We beginnen met water geven als we merken dat de bol zijn eerste stelen aanmaakt. Water geven moet matig en frequent zijn, zodat het substraat constant licht vochtig is. Als de bloemknoppen gevormd zijn, kunnen we beginnen met bemesten. Een meercomponenten meststof voor bloeiende planten komt hier goed tot zijn recht. Het is ook de moeite waard om toe te voegen dat bemesting en watergif.webpt tijdens de bloeiperiode intensiever moeten zijn. Er mag alleen water in de schotel worden gegoten, omdat de schakelaar er niet van houdt dat de uien te veel worden geweekt.

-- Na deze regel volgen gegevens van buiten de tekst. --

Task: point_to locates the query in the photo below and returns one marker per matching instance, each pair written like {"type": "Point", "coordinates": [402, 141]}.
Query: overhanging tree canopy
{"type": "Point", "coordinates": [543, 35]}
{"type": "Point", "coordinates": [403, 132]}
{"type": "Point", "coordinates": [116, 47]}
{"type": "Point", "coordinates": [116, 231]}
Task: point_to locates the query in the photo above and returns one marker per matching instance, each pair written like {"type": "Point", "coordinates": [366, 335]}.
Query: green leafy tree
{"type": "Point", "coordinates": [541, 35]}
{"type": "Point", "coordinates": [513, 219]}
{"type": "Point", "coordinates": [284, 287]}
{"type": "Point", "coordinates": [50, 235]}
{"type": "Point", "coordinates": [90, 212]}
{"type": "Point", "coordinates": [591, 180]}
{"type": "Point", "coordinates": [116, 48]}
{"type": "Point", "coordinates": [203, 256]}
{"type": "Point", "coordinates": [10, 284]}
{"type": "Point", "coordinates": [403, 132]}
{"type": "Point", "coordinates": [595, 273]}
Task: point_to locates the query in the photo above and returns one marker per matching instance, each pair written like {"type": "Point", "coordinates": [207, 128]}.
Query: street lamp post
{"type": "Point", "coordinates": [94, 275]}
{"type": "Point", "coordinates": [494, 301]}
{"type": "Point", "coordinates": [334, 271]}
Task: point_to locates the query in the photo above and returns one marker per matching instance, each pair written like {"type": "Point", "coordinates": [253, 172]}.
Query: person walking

Aan het einde van de bloeiperiode stoppen we met intensieve bemesting en verminderen we de watergif.webpt. Hippeastrum en amaryllis vergroten na de bloei de bollen en de scheuten zijn langer groen. Daarom blijven we een zonnige standplaats aanhouden en telen we de plant. Bij de teelt in een later stadium wordt rekening gehouden met de kiemrust van de plant. Wanneer de bladeren van de hippeastrum geel beginnen te worden, stop dan met water geven.
Teelt tijdens de rustperiode houdt in dat de plant op een koelere plaats wordt geplaatst. Een zonnige standplaats is niet meer nodig en liever een lage temperatuur. Oudere bollen kunnen uit de pot worden gehaald en in turf worden bewaard. In het volgende seizoen planten we in een nieuw substraat. Als je op zoek bent naar meer advies en inspiratie, kijk dan ook eens artikelen over prachtige bloemen verzameld hier.
Planten en groeien - hoe zorg je voor een jonge uienbloem?
Het planten van de uien kan van oktober tot januari. De plant bloeit tot 6 weken na het planten, waardoor je de kamers op verschillende data kunt inrichten.
Planten in een vruchtbaar en goed gedraineerd substraat werkt het beste. Bollen moeten ook een efficiënte afvoer hebben die ze beschermt tegen overmatig vocht. Het planten gebeurt zo dat de bol ongeveer 1/3 van zijn hoogte boven de grond uitsteekt. Daarna verplaatsen we de pot geleidelijk naar een steeds warmere plek, waarbij we bedenken dat in hoge schaduw en lage temperaturen de compacte plant niet bloeit.
Af en toe, ondanks regelmatige bemesting en een goede teeltpositie, bloeit het tapijt niet. Dit kan het gevolg zijn van een te hoge temperatuur wanneer de ui in rust is. Ook als we afzien van bemesting of wanneer de teelttemperatuur te laag is, bloeit de bladplant niet. Gelukkig geven een goede beplanting, een zonnige standplaats en regelmatig water geven meestal goede groeiresultaten.